In Zambia, the book is shared with farmers through its national coffee association. “Upon reading the guide, I immediately arranged to have copies for each of our large-scale farmers, who constitute the largest percentage of our productive membership,” said Joseph Taguma, General Manager of the Zambia Coffee Growers’ Association. “As someone involved in teaching farmers and staff on coffee quality and trading matters, I still find that The Coffee Exporter’s Guide is a valuable source for teaching materials. It is easy to follow and deals with the real issues of coffee quality and trading.”

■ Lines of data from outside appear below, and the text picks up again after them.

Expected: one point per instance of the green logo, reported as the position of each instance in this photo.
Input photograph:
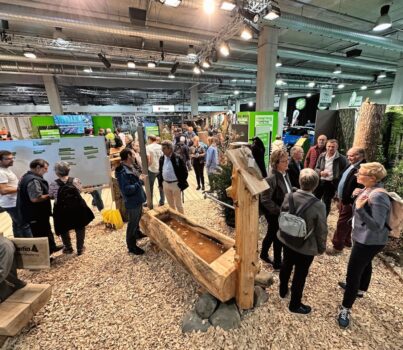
(301, 103)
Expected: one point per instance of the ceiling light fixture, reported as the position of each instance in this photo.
(272, 11)
(227, 6)
(208, 6)
(131, 64)
(171, 3)
(384, 21)
(337, 69)
(224, 49)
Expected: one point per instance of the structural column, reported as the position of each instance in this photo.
(282, 114)
(52, 91)
(396, 97)
(194, 100)
(266, 68)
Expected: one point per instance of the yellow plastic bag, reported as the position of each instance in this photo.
(112, 219)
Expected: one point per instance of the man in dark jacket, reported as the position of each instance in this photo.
(347, 184)
(172, 176)
(33, 202)
(131, 186)
(330, 166)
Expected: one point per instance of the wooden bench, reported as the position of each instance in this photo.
(20, 307)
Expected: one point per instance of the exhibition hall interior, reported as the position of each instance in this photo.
(201, 174)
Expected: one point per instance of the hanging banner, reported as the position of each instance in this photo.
(325, 96)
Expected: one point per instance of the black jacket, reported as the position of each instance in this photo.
(180, 170)
(272, 199)
(29, 211)
(293, 172)
(350, 184)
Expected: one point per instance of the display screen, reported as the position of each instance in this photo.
(73, 124)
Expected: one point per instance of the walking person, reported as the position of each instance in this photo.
(33, 202)
(271, 201)
(8, 195)
(198, 157)
(300, 257)
(70, 212)
(370, 234)
(348, 183)
(131, 186)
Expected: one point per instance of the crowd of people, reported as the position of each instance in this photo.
(304, 188)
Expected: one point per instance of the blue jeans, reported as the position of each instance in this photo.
(152, 176)
(134, 216)
(20, 230)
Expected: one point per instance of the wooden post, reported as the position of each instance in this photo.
(246, 238)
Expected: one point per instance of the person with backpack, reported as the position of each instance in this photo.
(70, 211)
(370, 234)
(300, 251)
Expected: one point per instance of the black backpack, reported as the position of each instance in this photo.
(68, 196)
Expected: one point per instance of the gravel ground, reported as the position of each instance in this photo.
(107, 299)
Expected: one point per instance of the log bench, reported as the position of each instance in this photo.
(18, 309)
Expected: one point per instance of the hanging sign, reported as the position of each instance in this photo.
(325, 96)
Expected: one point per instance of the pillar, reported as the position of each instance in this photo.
(396, 98)
(194, 100)
(52, 92)
(266, 68)
(282, 114)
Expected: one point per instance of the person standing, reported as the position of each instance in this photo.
(198, 155)
(271, 201)
(300, 257)
(154, 153)
(314, 152)
(33, 202)
(172, 176)
(8, 195)
(348, 183)
(370, 234)
(295, 166)
(131, 186)
(330, 166)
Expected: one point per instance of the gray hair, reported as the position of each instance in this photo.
(62, 168)
(308, 179)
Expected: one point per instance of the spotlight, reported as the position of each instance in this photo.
(192, 52)
(208, 6)
(104, 60)
(227, 6)
(272, 11)
(384, 21)
(337, 70)
(246, 33)
(206, 63)
(171, 3)
(224, 49)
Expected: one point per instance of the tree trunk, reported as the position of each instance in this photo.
(367, 135)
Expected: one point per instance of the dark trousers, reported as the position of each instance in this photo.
(271, 237)
(133, 229)
(325, 191)
(342, 235)
(199, 171)
(41, 228)
(359, 271)
(20, 230)
(151, 177)
(301, 263)
(80, 237)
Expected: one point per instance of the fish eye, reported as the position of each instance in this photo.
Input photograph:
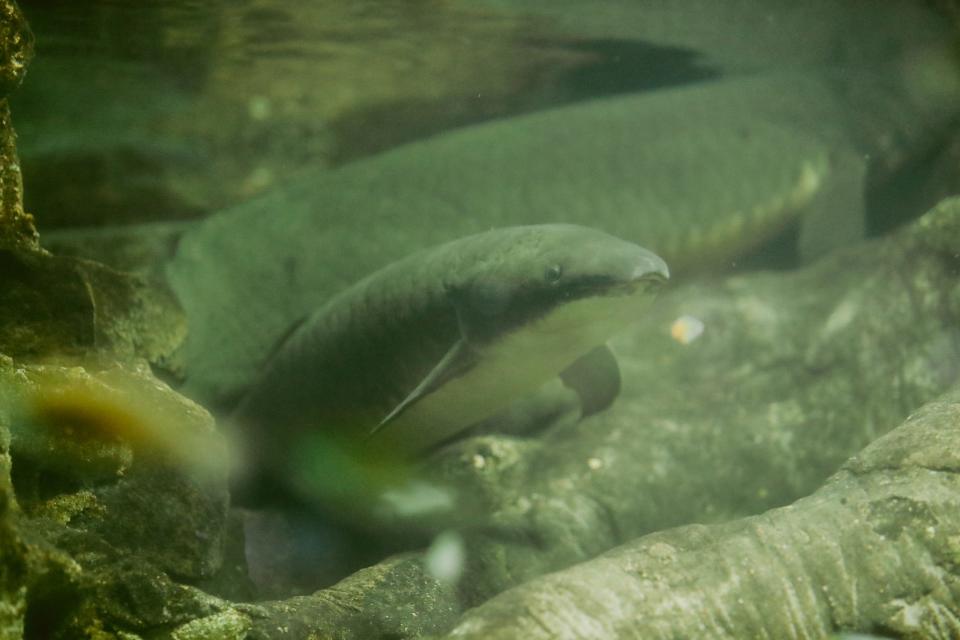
(553, 273)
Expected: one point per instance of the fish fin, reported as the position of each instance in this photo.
(596, 379)
(457, 361)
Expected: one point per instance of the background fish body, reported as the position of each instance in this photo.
(444, 338)
(698, 173)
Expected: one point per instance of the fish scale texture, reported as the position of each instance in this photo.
(696, 174)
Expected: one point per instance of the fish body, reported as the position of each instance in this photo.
(699, 174)
(434, 343)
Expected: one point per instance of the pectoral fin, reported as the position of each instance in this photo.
(596, 379)
(457, 361)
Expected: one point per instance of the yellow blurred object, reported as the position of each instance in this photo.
(127, 413)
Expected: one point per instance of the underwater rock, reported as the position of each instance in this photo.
(790, 377)
(793, 374)
(100, 525)
(874, 550)
(16, 50)
(60, 306)
(725, 165)
(170, 111)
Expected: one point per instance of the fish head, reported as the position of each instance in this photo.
(543, 269)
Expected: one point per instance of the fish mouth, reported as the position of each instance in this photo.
(647, 276)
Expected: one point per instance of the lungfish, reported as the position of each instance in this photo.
(429, 345)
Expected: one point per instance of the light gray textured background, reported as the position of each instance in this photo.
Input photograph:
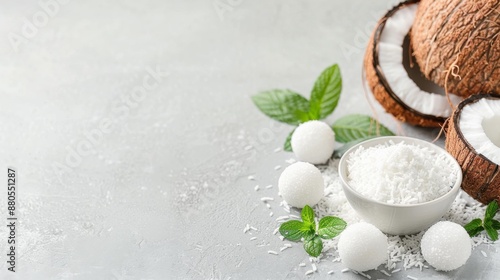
(163, 192)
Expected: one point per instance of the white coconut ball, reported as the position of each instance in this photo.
(301, 184)
(313, 141)
(362, 247)
(446, 246)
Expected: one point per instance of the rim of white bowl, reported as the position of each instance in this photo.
(343, 165)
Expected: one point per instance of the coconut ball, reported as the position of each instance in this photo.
(362, 247)
(301, 184)
(446, 246)
(313, 141)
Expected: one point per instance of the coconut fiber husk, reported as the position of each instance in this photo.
(380, 87)
(460, 38)
(481, 177)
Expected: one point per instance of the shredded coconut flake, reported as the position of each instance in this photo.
(400, 173)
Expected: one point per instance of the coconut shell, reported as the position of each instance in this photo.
(380, 87)
(481, 177)
(464, 33)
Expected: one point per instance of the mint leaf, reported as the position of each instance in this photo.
(313, 246)
(474, 227)
(492, 233)
(325, 94)
(307, 215)
(288, 142)
(283, 105)
(356, 126)
(495, 224)
(293, 230)
(329, 227)
(491, 210)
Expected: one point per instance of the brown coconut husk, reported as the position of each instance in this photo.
(481, 177)
(459, 35)
(380, 87)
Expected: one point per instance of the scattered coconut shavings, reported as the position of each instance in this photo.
(247, 228)
(385, 272)
(281, 218)
(403, 251)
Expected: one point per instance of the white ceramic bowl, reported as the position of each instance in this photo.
(399, 219)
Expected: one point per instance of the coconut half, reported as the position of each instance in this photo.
(473, 138)
(461, 36)
(388, 79)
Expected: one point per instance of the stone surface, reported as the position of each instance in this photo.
(131, 126)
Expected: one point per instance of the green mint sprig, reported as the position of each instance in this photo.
(489, 224)
(296, 230)
(292, 108)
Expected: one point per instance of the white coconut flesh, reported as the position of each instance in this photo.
(480, 126)
(391, 62)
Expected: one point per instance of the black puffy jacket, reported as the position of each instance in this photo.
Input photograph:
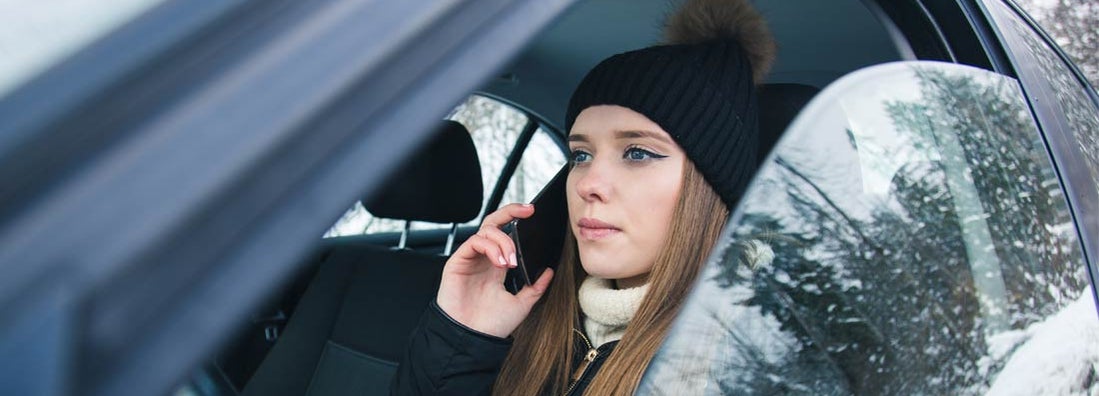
(446, 358)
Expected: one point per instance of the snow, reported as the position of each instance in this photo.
(1056, 356)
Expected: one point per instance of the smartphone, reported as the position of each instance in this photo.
(540, 238)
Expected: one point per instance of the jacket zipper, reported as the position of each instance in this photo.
(590, 356)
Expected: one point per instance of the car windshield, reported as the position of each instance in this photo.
(908, 235)
(35, 35)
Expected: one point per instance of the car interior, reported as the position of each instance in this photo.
(340, 325)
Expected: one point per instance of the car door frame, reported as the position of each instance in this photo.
(156, 197)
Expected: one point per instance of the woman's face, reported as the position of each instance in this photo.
(622, 189)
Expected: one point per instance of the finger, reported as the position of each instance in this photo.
(488, 249)
(508, 212)
(531, 294)
(503, 241)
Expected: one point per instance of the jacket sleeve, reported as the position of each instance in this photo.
(446, 358)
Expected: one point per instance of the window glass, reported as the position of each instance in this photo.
(909, 237)
(1070, 95)
(541, 160)
(36, 34)
(495, 128)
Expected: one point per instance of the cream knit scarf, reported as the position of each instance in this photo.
(607, 310)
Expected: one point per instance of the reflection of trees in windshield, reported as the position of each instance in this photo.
(880, 293)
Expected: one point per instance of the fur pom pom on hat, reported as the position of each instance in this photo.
(699, 86)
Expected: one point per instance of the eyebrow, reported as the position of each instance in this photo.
(624, 134)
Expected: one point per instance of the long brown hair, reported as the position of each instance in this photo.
(541, 359)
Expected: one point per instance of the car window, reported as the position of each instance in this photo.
(541, 160)
(36, 34)
(908, 235)
(1070, 94)
(495, 128)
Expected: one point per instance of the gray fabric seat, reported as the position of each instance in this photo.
(352, 323)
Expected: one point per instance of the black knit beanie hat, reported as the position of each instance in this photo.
(700, 88)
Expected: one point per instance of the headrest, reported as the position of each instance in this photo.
(442, 183)
(778, 105)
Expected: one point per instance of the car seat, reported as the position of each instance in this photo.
(352, 323)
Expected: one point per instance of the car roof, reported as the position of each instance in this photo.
(543, 76)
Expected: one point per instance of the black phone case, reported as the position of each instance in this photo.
(539, 239)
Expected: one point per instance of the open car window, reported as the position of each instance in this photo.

“When I started as an independent coffee trader, I had no idea about the trading, milling or export process of this commodity,” said Faye Campos W., Chief Executive Officer of FC Trading, based in Alajuela, Costa Rica. “Through The Coffee Exporter’s Guide, I began to know the world of coffee. It took me through the entire process — production, process, quality control and especially everything related to marketing: negotiation, price fixing, shipping conditions and documents, insurance and all the necessary information to sell and export coffee. This book was the basis for developing my current experience.”
An online, living network
The companion website, www.thecoffeeguide.org, is a knowledge-sharing tool which uses the content of The Coffee Exporter’s Guide as a basis to serve producers, exporters and those who support them in coffee-producing countries worldwide. The site comes alive thanks to a network of highly experienced volunteers who answer visitors’ questions on the website’s discussion board. The discussions have influenced the content of the latest edition of the guide.
“A unique feature of The Coffee Exporter’s Guide — and this came in the picture some time after the first publication — has been the online question-and-answer section,” said Taguma. “It has provided a platform for cases which one may not have
thought much about. This has really been very helpful. I have used this service and gotten answers to my own questions.”
The book’s greatest strength may be in the numbers. More than 100 industry experts, companies and institutions, in partnership with ITC, have worked to make the guide relevant, neutral and hands-on. Industry associations have played an important role in making sure the book is well used. “Along with other directors, I ensured that The Coffee Exporter’s Guide was part and parcel of each annual conference and exhibition,” said Taguma, who is also the former chairman of the Eastern African Fine Coffees Association. “The guide was a high point of our last conference. As more farmers seeking to produce quality coffee still need to be reached, I hope the guide will be made available to them through such conferences for many years to come.”